Following this, I investigated the possibility of using Silverlight (doesn't seem to support NTLM auth over WebHttpBinding), reverse proxy is out, as the IIS server being used in dev won't be used in prod (I believe it is WebSphere, but not under our control); next I looked at this:
http://msmvps.com/blogs/paulomorgado/archive/2007/04/27/wcf-building-an-http-user-agent-message-inspector.aspx
Which left me under the impression that the WCF web service was in fact the thing that needed to tell the browser where it was allowed be called from (if that makes sense). Having implemented all the code from the example, I found that the ApplyClientBehavior was never called to attempt to return the headers to the client (monitoring this in Fiddler too). Some more Googling led me to:
http://social.msdn.microsoft.com/Forums/en-US/wcf/thread/707aa031-f4ff-47ab-ba5b-730f7930605e/
Since we're accessing the web service using jQuery and not some .NET client/service reference/proxy/app.. blah, I'm thinking that it's not possible to pre-request-send these headers to allow access to the service. Also, Fiddler seems to think that it's getting a 401 Unauthorized when it does make the attempt to call the http://../chat/start/.. method.
Here's the jQuery I'm using to attempt to make the call (I supplied a few settings in the hope it was going to work):
var url = webserviceUrl + "chat/start/" + remoteUserUri;
$.ajax({
type: 'GET',
url: url,
crossDomain: true,
beforeSend: function(xhr){ xhr.withCredentials = true; },
contentType: "application/json; charset=utf-8",
success: function (data) { conversationStarted(data); },
dataType: 'json'
});
Ok, if anyone has helpful hints or ideas, please fire away. I'll reply and edit etc. to make sure this is kept up to date, I hope I haven't missed anything (but my heads spinning a little from my Googling).

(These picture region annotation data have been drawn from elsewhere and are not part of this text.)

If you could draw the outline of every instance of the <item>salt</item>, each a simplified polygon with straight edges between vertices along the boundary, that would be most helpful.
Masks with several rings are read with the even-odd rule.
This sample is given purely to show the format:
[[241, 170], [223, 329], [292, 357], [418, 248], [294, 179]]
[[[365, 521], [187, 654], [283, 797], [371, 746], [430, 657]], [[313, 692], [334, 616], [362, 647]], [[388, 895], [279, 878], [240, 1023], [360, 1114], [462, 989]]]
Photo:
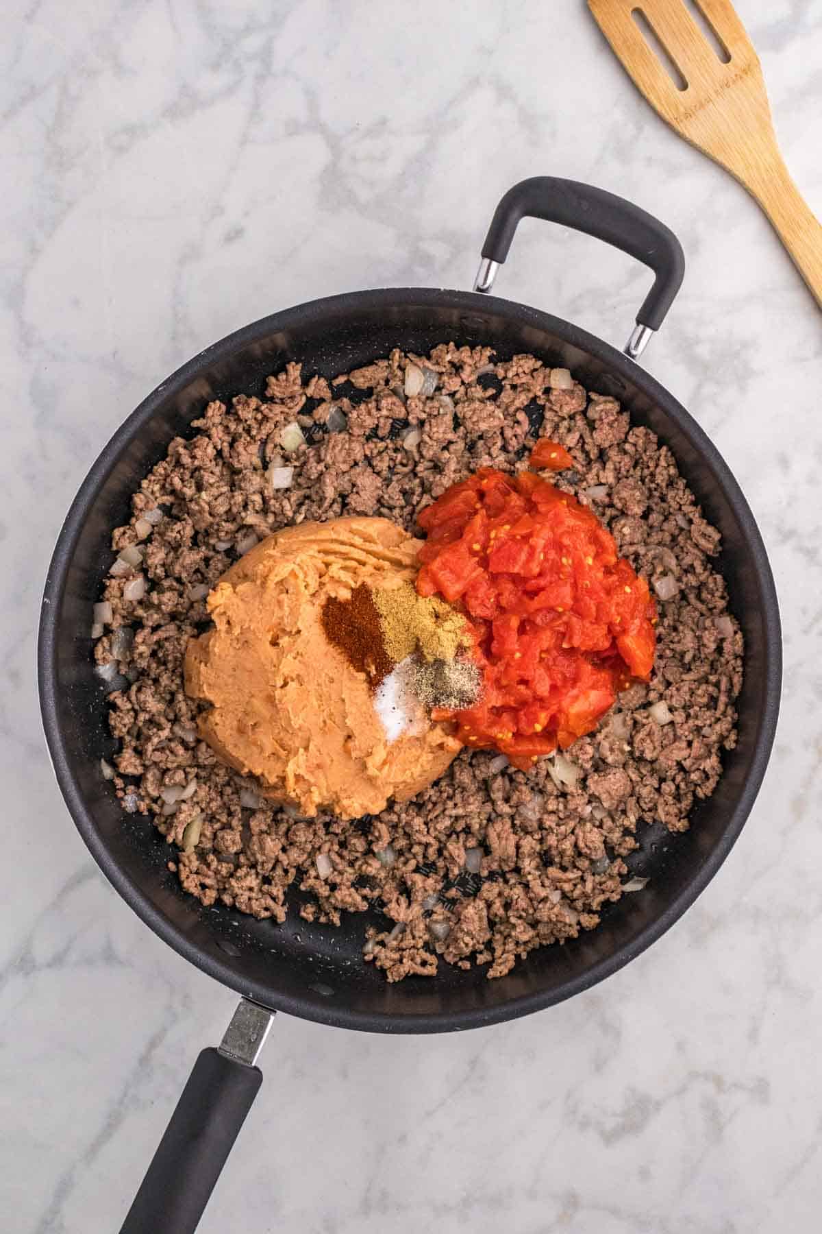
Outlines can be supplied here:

Also, I know that there might be better ways to do this, but I'd like to do it in the cleanest/quickest way from where I am now - i.e. not a lot of code changes, rewrites etc. I can also post up configs if people think they really are useful.

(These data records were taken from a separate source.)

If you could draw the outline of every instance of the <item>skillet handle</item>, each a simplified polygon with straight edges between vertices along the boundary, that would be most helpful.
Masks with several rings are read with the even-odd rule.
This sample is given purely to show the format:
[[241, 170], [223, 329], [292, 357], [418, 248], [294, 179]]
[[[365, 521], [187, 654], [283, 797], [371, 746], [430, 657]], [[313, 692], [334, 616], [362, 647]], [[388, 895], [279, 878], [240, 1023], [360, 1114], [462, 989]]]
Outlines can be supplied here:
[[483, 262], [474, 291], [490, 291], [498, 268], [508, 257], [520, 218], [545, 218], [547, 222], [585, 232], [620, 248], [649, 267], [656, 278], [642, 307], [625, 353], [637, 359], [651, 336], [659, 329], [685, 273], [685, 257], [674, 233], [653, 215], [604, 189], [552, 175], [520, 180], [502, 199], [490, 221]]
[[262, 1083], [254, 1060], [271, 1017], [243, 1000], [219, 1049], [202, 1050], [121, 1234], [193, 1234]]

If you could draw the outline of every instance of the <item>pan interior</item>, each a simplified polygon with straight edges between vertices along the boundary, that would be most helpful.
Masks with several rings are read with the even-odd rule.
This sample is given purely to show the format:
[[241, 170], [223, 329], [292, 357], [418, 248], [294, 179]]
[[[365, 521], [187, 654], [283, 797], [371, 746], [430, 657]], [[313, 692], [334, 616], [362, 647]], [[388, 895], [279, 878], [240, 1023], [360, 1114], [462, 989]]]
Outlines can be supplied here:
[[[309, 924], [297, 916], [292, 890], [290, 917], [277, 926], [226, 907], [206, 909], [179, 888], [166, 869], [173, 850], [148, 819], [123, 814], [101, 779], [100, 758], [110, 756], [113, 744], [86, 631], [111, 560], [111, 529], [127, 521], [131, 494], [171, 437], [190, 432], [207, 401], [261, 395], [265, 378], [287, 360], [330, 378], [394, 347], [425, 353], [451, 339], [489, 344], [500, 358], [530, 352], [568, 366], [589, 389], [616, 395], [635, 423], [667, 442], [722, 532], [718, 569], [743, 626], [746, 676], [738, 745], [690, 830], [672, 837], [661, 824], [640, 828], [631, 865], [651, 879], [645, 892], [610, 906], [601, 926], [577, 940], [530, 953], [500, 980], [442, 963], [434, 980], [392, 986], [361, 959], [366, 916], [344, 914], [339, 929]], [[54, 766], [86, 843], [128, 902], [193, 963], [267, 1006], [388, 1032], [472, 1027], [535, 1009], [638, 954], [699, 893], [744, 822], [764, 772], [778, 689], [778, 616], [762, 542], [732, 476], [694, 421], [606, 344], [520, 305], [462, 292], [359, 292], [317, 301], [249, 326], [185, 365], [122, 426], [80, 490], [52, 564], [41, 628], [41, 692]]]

In the end I had to kind of work around, we got the guys in charge of the web server to agree to serving up an IFrame which points to our IIS hosted page (the one containing the JS etc.)

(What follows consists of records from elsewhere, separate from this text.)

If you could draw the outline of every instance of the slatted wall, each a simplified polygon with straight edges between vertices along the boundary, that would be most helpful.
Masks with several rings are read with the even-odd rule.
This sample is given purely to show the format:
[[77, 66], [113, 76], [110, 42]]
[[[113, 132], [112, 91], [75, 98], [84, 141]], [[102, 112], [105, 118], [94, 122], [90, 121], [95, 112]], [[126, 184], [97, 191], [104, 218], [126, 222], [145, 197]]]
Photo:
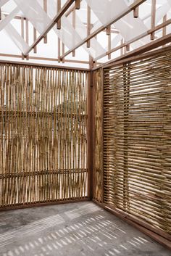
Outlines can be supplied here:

Then using the magic of WCF/Windows we host the WCF services on port 80 which gets around the X-Domain origin stuff. So I can then have REST/JSON without having to use JSONP.
I know it's not the answer to the question given the criteria I specified, but I think I ran out of options completely in the end.
Can you use JSONP? It'll solve your cross-domain problem in a heartbeat.